Before settlers came to America from Europe, Native Americans were making leather and using it on a daily basis. Much of the leather they made came from deer hides and was used to make jackets and moccasins. The moccasins weren't necessarily like the ones you picture in your mind. Often they rose up to the ankles and could be used, like boots, to keep feet warm in the snow. In colder parts of America, whole outfits would be made from deerskin, from dresses to leggings and breechclouts. To make their leather water-proof, tribes might smoke it before working with it. Rawhide, a material related to leather, could also be used to make saddles and bags. In Native American culture, wearing leather was as much about spirituality as functionality. They believed that wearing the hide of an animal would imbue them with that animal's strengths and traits.
When pilgrims came to America, leather became a staple material for them as well. Almost all shoes were made of leather at the time, though they came in both low-cut and high-cut varieties. To gain traction on their shoes in winter they would stick nails through the soles of the shoes to cut into the ice. Leather was also used to sheath knives, and lucky children might own a ball made out of leather.
In the 1600s European fashion caused beaver pelts to become a highly prized commodity. At the time North America had a lot of beavers, and many beavers were hunted and skinned during this time to make hats out of their pelts. Beaver pelts were also sewn together and used to make coats.
The Industrial Revolution saw an increase in leather production worldwide, including in America. Before the Industrial Revolution, making leather was a long, arduous process. In some areas, tanners had to soak hides in vats of urine to soften them, and then they would have to beat them, knead them, and stretch them out for a long period of time. During the Industrial Revolution, improvements were made to the process and new chemicals created to simplify the process, making leather a more economical fabric. Patent leather, which is still used today, was invented in 1819. This is the leather that's often used on leather jackets with the glossy, varnished-looking surface.
If you picture cowboys on the wild west, you're likely to envision leather chaps and saddles. Cowboy culture developed alongside development of the western half of the United States. Cowhide leather became prominent around the same period of time.
After World War II synthetic leather was developed. Although not as durable as genuine leather, it was cheap to mass-produce. The development of synthetic leather may even have led to the increased popularity of leather goods: As people could afford to wear more leather-like products, they were able to develop new styles and looks which would then be reproduced using genuine leather.
Rock-and-roll and greaser culture of the 1940s, 50s, and 60s really made leather cool. Inspired by rock stars like Elvis Presley and Jim Morrison, working-class teenagers and young adults often wore leather jackets, which became a status symbol in many high schools and small towns. Males might also wear steel-toed leather boots, while females might wear tight-fitting leather pants. Movies like the Outsidersand Greasecelebrate this period in US History, and often portray people wearing leather.

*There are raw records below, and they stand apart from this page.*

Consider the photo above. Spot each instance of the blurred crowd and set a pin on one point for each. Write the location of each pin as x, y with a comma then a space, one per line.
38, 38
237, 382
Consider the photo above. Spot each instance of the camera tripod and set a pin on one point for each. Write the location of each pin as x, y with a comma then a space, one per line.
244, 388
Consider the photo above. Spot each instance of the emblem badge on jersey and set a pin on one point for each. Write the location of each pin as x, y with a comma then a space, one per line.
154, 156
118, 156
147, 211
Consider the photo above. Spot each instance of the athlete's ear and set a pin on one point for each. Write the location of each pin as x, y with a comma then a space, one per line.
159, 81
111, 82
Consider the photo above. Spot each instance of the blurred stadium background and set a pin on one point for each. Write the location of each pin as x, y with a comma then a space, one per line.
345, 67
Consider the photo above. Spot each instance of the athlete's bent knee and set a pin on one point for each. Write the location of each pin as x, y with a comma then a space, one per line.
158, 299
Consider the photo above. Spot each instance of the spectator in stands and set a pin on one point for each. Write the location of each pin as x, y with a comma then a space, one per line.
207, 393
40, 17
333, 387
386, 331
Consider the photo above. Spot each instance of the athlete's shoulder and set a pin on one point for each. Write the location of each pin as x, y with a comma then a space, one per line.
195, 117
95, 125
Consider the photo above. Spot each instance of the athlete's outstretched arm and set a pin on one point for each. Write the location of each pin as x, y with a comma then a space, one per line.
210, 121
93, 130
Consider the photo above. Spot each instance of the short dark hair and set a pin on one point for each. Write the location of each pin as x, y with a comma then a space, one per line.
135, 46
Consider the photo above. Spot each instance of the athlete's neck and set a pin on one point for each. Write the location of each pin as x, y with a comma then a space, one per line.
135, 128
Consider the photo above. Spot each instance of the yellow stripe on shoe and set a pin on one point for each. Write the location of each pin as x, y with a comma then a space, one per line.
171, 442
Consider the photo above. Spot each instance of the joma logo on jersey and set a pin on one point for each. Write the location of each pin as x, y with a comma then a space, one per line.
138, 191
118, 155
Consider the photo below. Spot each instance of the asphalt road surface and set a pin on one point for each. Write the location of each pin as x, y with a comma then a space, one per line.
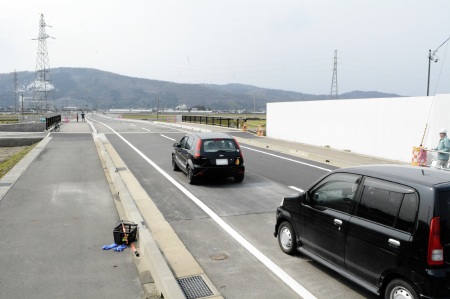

Recently the leather industry has changed again. The popularity of 50 Shades of Graycame with a rise in the use of leather for sensual purposes. Although not a traditional use of leather, it has come with the benefit of people beginning to re-notice the quality differences between real leather and synthetic leather. This has allowed them to regain their respect for the leather industry. Although leather has never really gone out of style, it's particularly popular right now. These days its used for all sorts of clothes, including leggings, dresses, chaps, and jackets. It's also used for countless other purposes. Leather bags are particularly popular for their durability and class.